7) È qualcosa che non va fatto in astratto o in linea di principio (come le mie chiacchiere), ma concretamente, cifre alla mano su ricaduta occupazionale, effetto volano sull’indotto, ecc. Ci sono delle figure che possono farlo.

E, come scrisse Marx alla fine della Critica del programma di Gotha riecheggiando il vecchio Ezechiele 3,19, “dixi et salvavi animam meam”, che, detto da uno che non crede nell’immortalità dell’anima, vuole suonare scherzoso.

 

V. Sognare, ma con gli occhi ben aperti

Il successo dello sciopero e quello della manifestazione di ieri hanno una portata enorme, è un grande segnale di risveglio e di potenziale ripresa. A partire da questo slancio bisogna pensare al dopo da subito nella maniera più razionale possibile, con grandi aspettative ma anche senza cedere alla tentazione dei facili entusiasmi.

Il movimento è infatti estremamente composito e se qualcuno si immagina di fare jackpot a mio avviso si sbaglia di grosso. Soprattutto quando si passerà a proposte concrete di azione che vadano oltre l’indignazione temo fortemente che ci sarà una vera e propria polverizzazione. È questo ciò cui bisognerà essere pronti con un nocciolo duro e con un programma concreto che possa essere appetibile a molti.

Il programma minimo che proponevo in altro post ovviamente non include probabilmente alcuna delle forze attualmente in parlamento (forse con qualche eccezione, ma certo non nei partiti di maggioranza relativa). Il PD in politica estera ed economica non è diverso dalla Meloni, quindi abbandonare la spesa militare per quella sociale non rientra certo nei suoi piani. Soprattutto perché è altrettanto filo atlantista e quindi la prospettiva è opposta. Di conseguenza è anche difficile capire che cosa farà la CGIL nella sua complessa dialettica col PD.

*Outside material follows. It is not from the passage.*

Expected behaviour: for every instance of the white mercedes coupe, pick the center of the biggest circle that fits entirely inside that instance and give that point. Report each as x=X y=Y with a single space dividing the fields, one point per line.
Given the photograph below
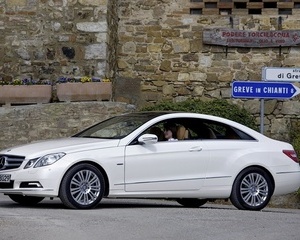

Dunque, non stavo parlando di questo che non rientra nel novero del possibile. Pensavo alla galassia di partiti e correnti che accetterebbero in principio delle politiche anti-guerra e pro politiche sociali che attualmente raccolgono il 2% o anche meno.

Una fetta piccola ma che può rivolgersi a una larghissima maggioranza di non rappresentati (ricordiamoci che nelle Marche ha votato appena il 50%) che forse nella alternativa tra investire in bombe o in sviluppo economico-sociale opterebbe per la seconda.

Altrettanto realisticamente bisogna prendere atto che un’intesa sui “principi ideologici e fondativi” tra queste piccole realtà è adesso semplicemente impossibile e che questo è un elemento solamente divisivo. Si può invece convergere su punti programmatici comuni.

A mio modo di vedere di lì si deve partire. E sui punti programmatici (sviluppo e non guerra), non sulle indigeste ideologie, può convergere anche chi del comunismo non vuole sentir parlare neanche in cartolina.